Abstract

Background: Tumor microenvironment(TME) reflects the intertwined crosstalk between cancer cells and tumor-infiltrating immune cells, affecting the efficiency of immunotherapy. Metabolic reprogramming, one of the major hallmarks of hepatocellular carcinoma(HCC), is unclear in the aspect of reshaping TME. In this study, we report the vital role of SLC1A5, the major glutamine transporter of tumor cells, in HCC progression and the formation of immunosuppressive TME.

Methods: TCGA-LIHC cohort was obtained to analyze the expression level of SLC1A5 and its correlation with overall survival(OS) and SLC1A5 expression was further detected in our HCC cohort(metastatic vs non-metastatic patients) by qRT-PCR. The functions of SLC1A5 on HCC were investigated by gain-of-function and loss-of-function assays both in vitro and in vivo. Flow cytometry analysis, bioinformatics analysis, co-immunoprecipitation, qRT-PCR, Western blotting, and Oil Red O staining were performed to explore the mechanisms of SLC1A5 on HCC progression.
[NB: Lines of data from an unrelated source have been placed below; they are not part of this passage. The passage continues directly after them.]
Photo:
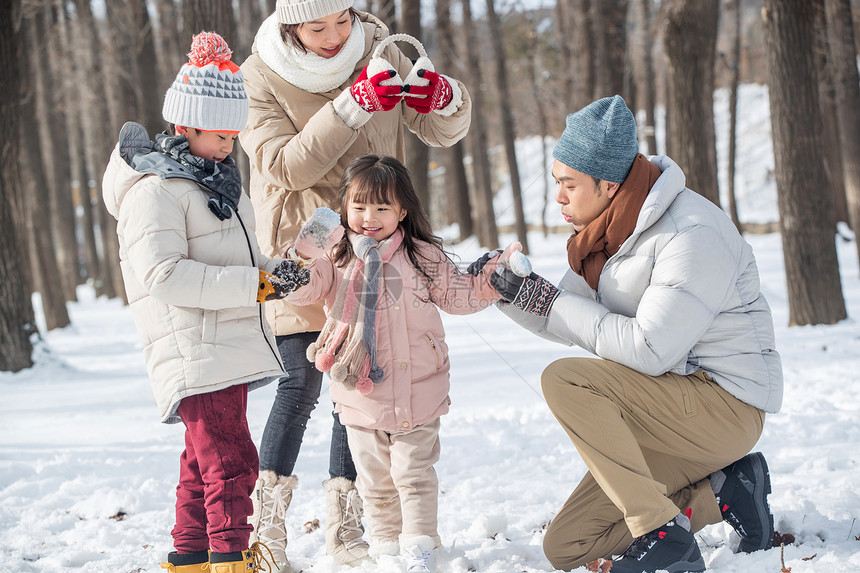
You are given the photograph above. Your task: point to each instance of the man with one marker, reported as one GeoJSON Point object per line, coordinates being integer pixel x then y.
{"type": "Point", "coordinates": [665, 291]}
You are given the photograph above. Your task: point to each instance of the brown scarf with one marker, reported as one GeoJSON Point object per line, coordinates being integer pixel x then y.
{"type": "Point", "coordinates": [589, 249]}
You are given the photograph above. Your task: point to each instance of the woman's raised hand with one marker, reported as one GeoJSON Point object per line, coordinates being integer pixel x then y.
{"type": "Point", "coordinates": [372, 96]}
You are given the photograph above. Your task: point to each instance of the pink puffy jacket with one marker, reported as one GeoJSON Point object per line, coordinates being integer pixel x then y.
{"type": "Point", "coordinates": [411, 345]}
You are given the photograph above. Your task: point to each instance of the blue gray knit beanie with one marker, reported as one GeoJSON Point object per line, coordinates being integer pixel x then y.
{"type": "Point", "coordinates": [600, 140]}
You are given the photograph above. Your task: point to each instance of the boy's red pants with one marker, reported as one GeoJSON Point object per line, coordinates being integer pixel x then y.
{"type": "Point", "coordinates": [217, 473]}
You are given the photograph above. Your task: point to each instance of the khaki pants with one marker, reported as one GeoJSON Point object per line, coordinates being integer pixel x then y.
{"type": "Point", "coordinates": [649, 443]}
{"type": "Point", "coordinates": [397, 481]}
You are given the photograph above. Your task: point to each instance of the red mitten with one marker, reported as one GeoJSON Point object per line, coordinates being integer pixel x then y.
{"type": "Point", "coordinates": [372, 96]}
{"type": "Point", "coordinates": [425, 99]}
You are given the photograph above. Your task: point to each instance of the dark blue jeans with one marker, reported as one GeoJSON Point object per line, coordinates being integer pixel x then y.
{"type": "Point", "coordinates": [295, 399]}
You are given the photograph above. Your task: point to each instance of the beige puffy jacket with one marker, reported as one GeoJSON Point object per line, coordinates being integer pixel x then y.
{"type": "Point", "coordinates": [299, 148]}
{"type": "Point", "coordinates": [192, 284]}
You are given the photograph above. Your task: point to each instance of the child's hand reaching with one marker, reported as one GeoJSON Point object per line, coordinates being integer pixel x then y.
{"type": "Point", "coordinates": [322, 232]}
{"type": "Point", "coordinates": [288, 277]}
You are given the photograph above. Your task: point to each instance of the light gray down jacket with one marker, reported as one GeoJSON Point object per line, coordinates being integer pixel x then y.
{"type": "Point", "coordinates": [191, 281]}
{"type": "Point", "coordinates": [682, 294]}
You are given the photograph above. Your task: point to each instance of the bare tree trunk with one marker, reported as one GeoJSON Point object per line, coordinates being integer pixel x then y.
{"type": "Point", "coordinates": [417, 154]}
{"type": "Point", "coordinates": [71, 98]}
{"type": "Point", "coordinates": [543, 128]}
{"type": "Point", "coordinates": [17, 321]}
{"type": "Point", "coordinates": [508, 134]}
{"type": "Point", "coordinates": [146, 84]}
{"type": "Point", "coordinates": [117, 96]}
{"type": "Point", "coordinates": [55, 155]}
{"type": "Point", "coordinates": [831, 154]}
{"type": "Point", "coordinates": [608, 24]}
{"type": "Point", "coordinates": [455, 171]}
{"type": "Point", "coordinates": [644, 73]}
{"type": "Point", "coordinates": [811, 265]}
{"type": "Point", "coordinates": [97, 138]}
{"type": "Point", "coordinates": [387, 14]}
{"type": "Point", "coordinates": [733, 113]}
{"type": "Point", "coordinates": [35, 186]}
{"type": "Point", "coordinates": [690, 42]}
{"type": "Point", "coordinates": [168, 41]}
{"type": "Point", "coordinates": [249, 22]}
{"type": "Point", "coordinates": [847, 93]}
{"type": "Point", "coordinates": [485, 216]}
{"type": "Point", "coordinates": [579, 21]}
{"type": "Point", "coordinates": [565, 41]}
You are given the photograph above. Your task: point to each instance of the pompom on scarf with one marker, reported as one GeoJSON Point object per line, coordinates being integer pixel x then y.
{"type": "Point", "coordinates": [346, 347]}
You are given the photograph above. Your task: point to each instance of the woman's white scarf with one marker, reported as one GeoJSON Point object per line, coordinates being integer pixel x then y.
{"type": "Point", "coordinates": [309, 72]}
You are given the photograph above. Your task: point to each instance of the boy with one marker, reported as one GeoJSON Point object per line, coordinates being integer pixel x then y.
{"type": "Point", "coordinates": [194, 277]}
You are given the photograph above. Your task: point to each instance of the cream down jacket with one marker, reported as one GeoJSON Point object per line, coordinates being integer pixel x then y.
{"type": "Point", "coordinates": [682, 294]}
{"type": "Point", "coordinates": [299, 148]}
{"type": "Point", "coordinates": [191, 282]}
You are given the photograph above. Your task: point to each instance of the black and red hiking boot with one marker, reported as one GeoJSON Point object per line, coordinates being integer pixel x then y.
{"type": "Point", "coordinates": [669, 548]}
{"type": "Point", "coordinates": [743, 502]}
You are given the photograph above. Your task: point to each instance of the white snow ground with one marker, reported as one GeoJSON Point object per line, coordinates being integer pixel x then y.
{"type": "Point", "coordinates": [81, 445]}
Results: We found that the expression of SLC1A5 was significantly upregulated in HCC compared with non-tumor tissues among 2 cohorts. Metastatic patients in our cohort markedly upregulated SLC1A5 in the tumor than in the paired non-tumor tissues, while the paired specimens of non-metastatic patients presented identical levels of SLC1A5 expression. And high expression of SLC1A5 predicted poor OS. SLC1A5 overexpression potentiated cellular proliferation and migration, whereas its knock-down significantly attenuated them both in vitro and in vivo. Besides, SLC1A5-overexpression enhanced the infiltration of Tregs, drove CD8⁺ T cells exhaustion and macrophage M2 polarization. Mechanistically, we found that SLC1A5 directly binds to lipid synthesis enzymes that engage in fatty acid elongation. SLC1A5 knockdown not only reduced lipid droplets but also decreased the expression of lipid synthesis and elongation-related genes, which is associated with poor survival. Finally, blocking SLC1A5 by GPNA effectively inhibits tumor growth and reduces Tregs infiltration.

Conclusion: Our results reveal that SLC1A5 plays a pivotal role in the development of HCC by directly interacting with lipid metabolic enzymes to facilitate tumor cell proliferation and migration, thereby constructing an immunosuppressive TME. Hence, SLC1A5 may serve as a novel prognostic biomarker and therapeutic target in HCC, and SLC1A5 blockade holds the promise to counteract immunotherapy resistance.